Art in America: "Infinite Patience"

Haunch of Venison, New York: James Drake; Kunié Sugiura; Stanley Whitney

A version of this review appeared in Art in America.

Infinite Patience draws together three artists who have been developing their approaches and iconographies since the 1970s.  What unites the artists—James Drake, Kunie Sugiura and Stanley Whitney—is a "not-quite" sensibility, a willingness to resist categorization.  In the 1970s, that would have been a more pronounced problem than it is today; figuration and abstraction were still seemingly at war, while pop art and photography made their own encampments.  Kunie Suguira, in work dating from 1969 to the present, fuses photography and painting—showing prescience for today's multi-platform, multi-media approach.  In five of the eleven works shown (the canvases range from 37 x 28 to 60 x 84) Seguira pairs a panel of single-color acrylic with a panel of photo-emulsion or ink-jet. The result is eerily contiguous with design elements that all of us interact with online, everyday.  That the juxtaposition was once unexpected or difficult is itself hard to fathom.  Seguira's subject matter, couples in coitus and cityscapes, also summon images that have become, through repeated web exposure, a part of our thinking—and Seguira's foresight is unmistakable.   
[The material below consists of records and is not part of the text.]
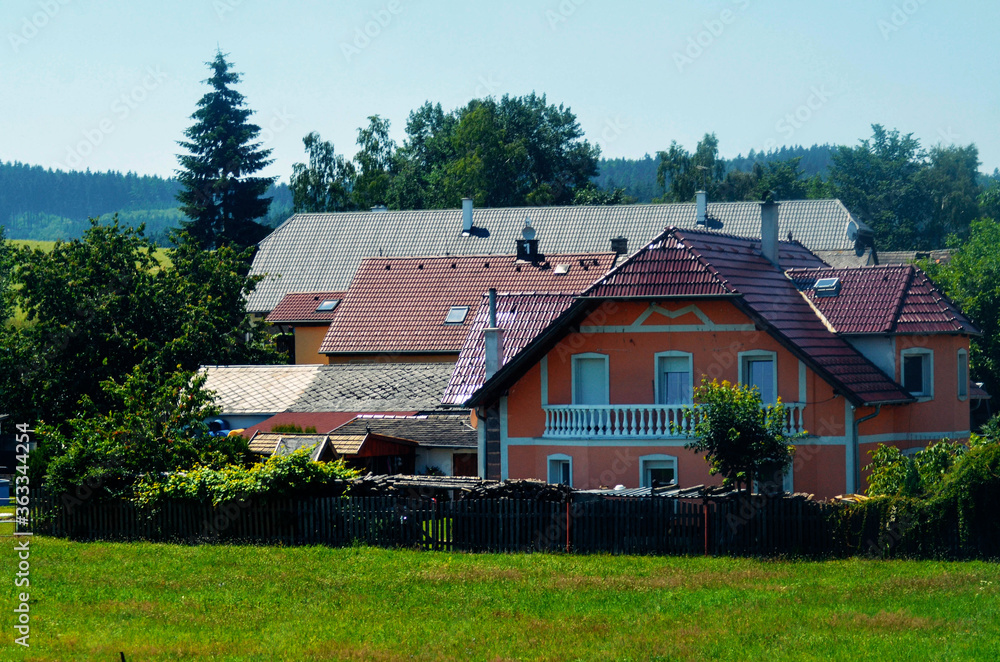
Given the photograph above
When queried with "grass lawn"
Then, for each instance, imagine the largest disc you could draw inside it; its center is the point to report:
(162, 602)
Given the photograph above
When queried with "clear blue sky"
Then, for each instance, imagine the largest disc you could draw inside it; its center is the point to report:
(112, 85)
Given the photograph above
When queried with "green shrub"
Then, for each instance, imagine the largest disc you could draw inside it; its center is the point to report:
(281, 476)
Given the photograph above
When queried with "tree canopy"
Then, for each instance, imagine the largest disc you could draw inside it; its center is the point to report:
(911, 199)
(743, 440)
(219, 193)
(98, 307)
(972, 280)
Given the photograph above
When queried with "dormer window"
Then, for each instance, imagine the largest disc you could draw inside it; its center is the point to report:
(327, 306)
(917, 372)
(456, 315)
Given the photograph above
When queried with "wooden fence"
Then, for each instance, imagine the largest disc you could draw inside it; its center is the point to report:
(657, 525)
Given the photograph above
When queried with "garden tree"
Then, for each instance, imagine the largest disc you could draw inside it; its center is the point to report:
(99, 306)
(743, 440)
(951, 181)
(280, 476)
(155, 422)
(895, 474)
(511, 152)
(7, 260)
(325, 183)
(912, 199)
(375, 164)
(972, 280)
(220, 194)
(591, 195)
(878, 181)
(989, 200)
(681, 174)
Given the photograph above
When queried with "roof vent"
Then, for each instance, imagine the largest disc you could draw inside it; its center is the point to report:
(827, 287)
(527, 248)
(456, 315)
(466, 216)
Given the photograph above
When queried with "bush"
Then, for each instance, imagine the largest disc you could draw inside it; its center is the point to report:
(281, 476)
(955, 515)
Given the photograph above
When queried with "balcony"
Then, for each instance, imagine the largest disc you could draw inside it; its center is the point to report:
(636, 421)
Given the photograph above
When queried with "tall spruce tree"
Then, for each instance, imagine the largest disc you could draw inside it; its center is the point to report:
(219, 194)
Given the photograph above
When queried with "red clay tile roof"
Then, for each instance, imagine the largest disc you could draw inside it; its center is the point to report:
(522, 317)
(883, 299)
(301, 307)
(399, 305)
(700, 263)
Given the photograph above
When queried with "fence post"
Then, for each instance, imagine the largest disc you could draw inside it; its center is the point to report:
(704, 507)
(567, 527)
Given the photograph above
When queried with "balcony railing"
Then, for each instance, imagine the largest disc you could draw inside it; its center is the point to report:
(636, 421)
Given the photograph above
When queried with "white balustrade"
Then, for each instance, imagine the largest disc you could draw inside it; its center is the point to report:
(637, 421)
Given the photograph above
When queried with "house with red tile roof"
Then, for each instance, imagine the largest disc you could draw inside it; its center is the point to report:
(421, 309)
(590, 389)
(306, 316)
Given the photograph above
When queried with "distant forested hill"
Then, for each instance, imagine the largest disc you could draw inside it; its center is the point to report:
(41, 204)
(638, 176)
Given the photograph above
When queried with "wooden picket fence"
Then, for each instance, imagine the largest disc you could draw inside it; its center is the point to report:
(757, 525)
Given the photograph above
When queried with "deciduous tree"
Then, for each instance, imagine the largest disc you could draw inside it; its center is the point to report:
(743, 440)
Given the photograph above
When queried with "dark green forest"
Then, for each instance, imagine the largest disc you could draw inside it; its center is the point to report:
(638, 176)
(46, 204)
(43, 204)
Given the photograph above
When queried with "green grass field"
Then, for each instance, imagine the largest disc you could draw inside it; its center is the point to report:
(162, 602)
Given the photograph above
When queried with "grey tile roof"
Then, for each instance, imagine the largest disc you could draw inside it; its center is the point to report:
(445, 431)
(258, 389)
(271, 443)
(367, 387)
(312, 252)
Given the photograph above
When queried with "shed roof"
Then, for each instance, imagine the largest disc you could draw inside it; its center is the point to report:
(271, 443)
(432, 431)
(321, 252)
(883, 299)
(363, 387)
(399, 305)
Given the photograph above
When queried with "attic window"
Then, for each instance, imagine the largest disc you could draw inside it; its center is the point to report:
(456, 315)
(827, 287)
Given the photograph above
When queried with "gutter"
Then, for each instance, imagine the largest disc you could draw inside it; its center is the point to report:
(855, 443)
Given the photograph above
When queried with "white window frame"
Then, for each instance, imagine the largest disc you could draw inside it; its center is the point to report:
(757, 354)
(645, 459)
(656, 371)
(963, 385)
(560, 458)
(607, 373)
(928, 354)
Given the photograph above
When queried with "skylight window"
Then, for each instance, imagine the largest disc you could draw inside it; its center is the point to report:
(827, 287)
(456, 315)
Stanley Whitney's oil-on-linen abstractions are more interactive than the quintessential abstraction of, let's say, Barnett Newman.  Whitney's works are "something."  Whether in the smaller paintings, 12 x 12, or the larger paintings, 96 x 70, one feels the presence of American crafts—quilting and Native American basket weaving—as well as musical influences.  The grids, loosely graphed but painstakingly imperfect, bring to mind the discordant repetitions of Thelonious Monk.  Whitney, like Suguira, divined our visual future long-before any of us could imagine it—one screen, one box after another.  Regarding Whitney's long-standing latticework, one has the sense not so much of Whitney coming to the world, but the world coming to him.  

James Drake, showing works on paper from 1996 to 2008, brings a political element to figure-drawing that is at odds with rendering as a "traditional" form.  Drake's representations of "Beto Jaurez gets High" and "Fat Boy" investigate a pathos that is contemporary and utterly divested of historical reverence.  Except to say they are not small, the works have no set scale—the largest work is huge at 114 x 80.15—and no set methodology.  While most of the works are charcoal/graphite drawings, with riffs of canvas, tape and photocopying, two of the works, "Chandelier" and "Scorpion with Insects," are paper cutouts.  Always, Drake is pushing aside the viewer's attempt to attach some comforting pretension to the work.  In the single sculpture of the curation—nickel-plated steel tongues stick out from the wall—Drake scorns the effort.